Two big of the biggest names in media gave informative presentations on the IDDBA center stage.
Martha Stewart, founder of Martha Stewart Living Omnimedia, shared her personal experiences of “celebrating the good from the earth,” including her recent project of developing a 150-acre farm in Bedford, New York, where she grows many unique varieties of produce such as seven kinds of wild strawberries.
Many of her unique experiences with farming show up on the food pages of Martha Steward Living, her enormously successful print magazine and online site where millions of viewers go to learn about the latest trends in culinary treasures.
“It has been an extraordinary experience rebuilding this beautiful garden,” she says. “I use my garden as a living laboratory and inspiration for my magazine.”
Heirloom seeds are one of the hottest trends going today in the food business, and Stewart also shared insights from her new book, One Pot, which features recipes that can be made with many flavorful ingredients that can be added to one pot on the stove. “Simple recipes like that do get a tremendous amount of attention today,” she says.
Another who embraced the virtues of simplicity was Arianna Huffington, chairman of the Huffington Post Media Group, who discussed tactics to thrive in our “brave new world” of 24/7 electronic media consumption. She shared her own personal comeback story after collapsing from burnout eight years ago.
Technology, she says, “has become deliberately addictive.
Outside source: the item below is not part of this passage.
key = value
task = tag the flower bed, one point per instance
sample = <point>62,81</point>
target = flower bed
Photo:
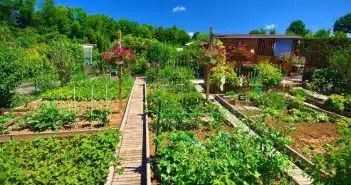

We are always in a state of breathlessness like we are taking a final exam. But when we put technology in its place, and become masters of technology, and not the slave, then we can be truly valuable.” She discussed the importance of eight hours of sleep to the productivity of employees and the need for electronic devices to be turned on and turned off. Nap rooms and meditation classes are part of the new norm at Huffington Post.
Meetings at the Huffington Post are now “device free,” and her organization has implemented a no-email policy for workers during their vacation time. An out-of-office assistant electronically informs the sender that the person they are trying to contact is on vacation and that another person (specified in the email) can be reached for immediate help. The message also prompts the sender to please email the person again once they have returned from vacation. Then the email message automatically deletes itself. “Everybody needs predictable time off,” Huffington says. “Yes, somebody has to be on all the time, it’s just not going to be the same person.”
“We need to re-invent the workplace because the current situation is not working,” she says.
Huffington prescribes a dose of a well-being, wisdom, wonder and giving for excelling in this new age. “If we’re lucky we have 30,000 days to play the game of life. When we become present in the moment, that’s when we become really happy.”